I, Iceberg

| November 29, 2013 | 1 Comment

A few nights ago, I was having a heart-to-heart with a friend. We were talking about the transition from high school to college and making new friends. She confessed, “It’s hard for me to meet new people. I’m not as confident as you are.”

Me – confident? This caught me completely off guard. I have never considered myself to be an outgoing social butterfly. I immediately thought back to myself in middle school, to the feelings of awkwardness and the insecurities that will never completely go away. How could someone possibly mistake me for that girl – the one who exudes friendliness and self-possession? How could someone admire, or even envy me for a characteristic I never thought I had?

So my friend thought me to be confident, of all things. And for some reason, I felt the urge to dispel this belief.

“It’s all an act, I can assure you,” I told her.

Sometimes, it’s so much easier to have intimate conversations with people who haven’t known you for very long. When no one presupposes anything about your character, you can be free to be your truest self – or, at the very least, the version of you that you want people to see.

Mackenzie’s post got me thinking about what it means to be genuine. Sometimes I feel fake, as though the persona I’m projecting to others is some kind of disguise. Often, I’ll find myself dwelling on everything that’s happened in the past couple of months. I’ll keep telling myself that I’m not that girl. I’m not that talkative, that flirtatious, that vivacious, that happy. I’m not that open with others. I’m not that extraverted. I’m not that girl, and that’s not how I should be perceived. On days when the feelings of self-doubt are exceptionally strong, I’ll look around and see all these other happy, confident, and friendly people. I’ll sigh to myself and think, if only I were more like them!
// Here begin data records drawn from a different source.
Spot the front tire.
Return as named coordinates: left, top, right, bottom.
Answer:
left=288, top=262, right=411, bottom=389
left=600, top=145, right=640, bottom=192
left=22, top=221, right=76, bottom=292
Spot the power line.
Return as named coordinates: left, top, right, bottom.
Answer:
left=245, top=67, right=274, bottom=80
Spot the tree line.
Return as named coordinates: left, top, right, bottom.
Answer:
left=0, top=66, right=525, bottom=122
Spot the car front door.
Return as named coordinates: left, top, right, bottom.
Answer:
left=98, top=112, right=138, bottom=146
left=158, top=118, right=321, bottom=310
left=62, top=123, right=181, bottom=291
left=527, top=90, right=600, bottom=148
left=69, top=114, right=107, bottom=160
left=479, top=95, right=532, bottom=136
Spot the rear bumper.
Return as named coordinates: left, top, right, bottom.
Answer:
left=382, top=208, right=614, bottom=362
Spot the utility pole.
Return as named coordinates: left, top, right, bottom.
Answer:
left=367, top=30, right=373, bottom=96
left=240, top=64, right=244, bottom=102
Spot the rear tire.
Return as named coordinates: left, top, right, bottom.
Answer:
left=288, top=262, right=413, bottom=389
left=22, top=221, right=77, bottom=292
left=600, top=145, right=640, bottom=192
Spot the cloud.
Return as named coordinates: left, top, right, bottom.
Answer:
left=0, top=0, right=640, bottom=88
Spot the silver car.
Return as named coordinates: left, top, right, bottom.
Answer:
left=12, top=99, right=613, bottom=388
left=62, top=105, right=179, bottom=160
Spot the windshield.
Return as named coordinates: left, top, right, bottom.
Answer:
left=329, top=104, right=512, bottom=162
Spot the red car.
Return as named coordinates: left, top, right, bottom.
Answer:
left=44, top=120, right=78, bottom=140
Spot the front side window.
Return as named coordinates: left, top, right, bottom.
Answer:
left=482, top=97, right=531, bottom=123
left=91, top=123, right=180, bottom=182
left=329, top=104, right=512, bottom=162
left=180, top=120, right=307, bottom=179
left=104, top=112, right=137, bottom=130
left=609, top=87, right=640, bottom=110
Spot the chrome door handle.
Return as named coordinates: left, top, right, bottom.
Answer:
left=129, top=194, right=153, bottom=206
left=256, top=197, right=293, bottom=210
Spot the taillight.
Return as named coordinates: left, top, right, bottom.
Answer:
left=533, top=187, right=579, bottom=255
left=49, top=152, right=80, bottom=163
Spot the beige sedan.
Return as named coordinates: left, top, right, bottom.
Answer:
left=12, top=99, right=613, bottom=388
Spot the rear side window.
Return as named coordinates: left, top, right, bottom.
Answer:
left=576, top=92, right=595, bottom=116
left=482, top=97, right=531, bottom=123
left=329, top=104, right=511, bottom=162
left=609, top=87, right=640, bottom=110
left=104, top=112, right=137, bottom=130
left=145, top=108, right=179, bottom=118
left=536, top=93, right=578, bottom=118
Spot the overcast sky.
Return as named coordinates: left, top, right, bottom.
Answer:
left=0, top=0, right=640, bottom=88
The truth is, no one has got it all figured out. People are like icebergs – you only ever see ten percent of their surface. I have to remind myself of this each and everyday. Maybe it’s true that I am that girl – I just can’t be her all the time. People have layers upon layers of personality, and the sum of their components can go miles deep. So just because you don’t feel confident for one day doesn’t mean you aren’t confident for your entire life. And when you do feel confident, you aren’t necessarily faking it. There is beauty in your nuanced, non-static existence. You are but frozen water; given the right conditions, you can melt and refreeze, or dissolve freely into the air.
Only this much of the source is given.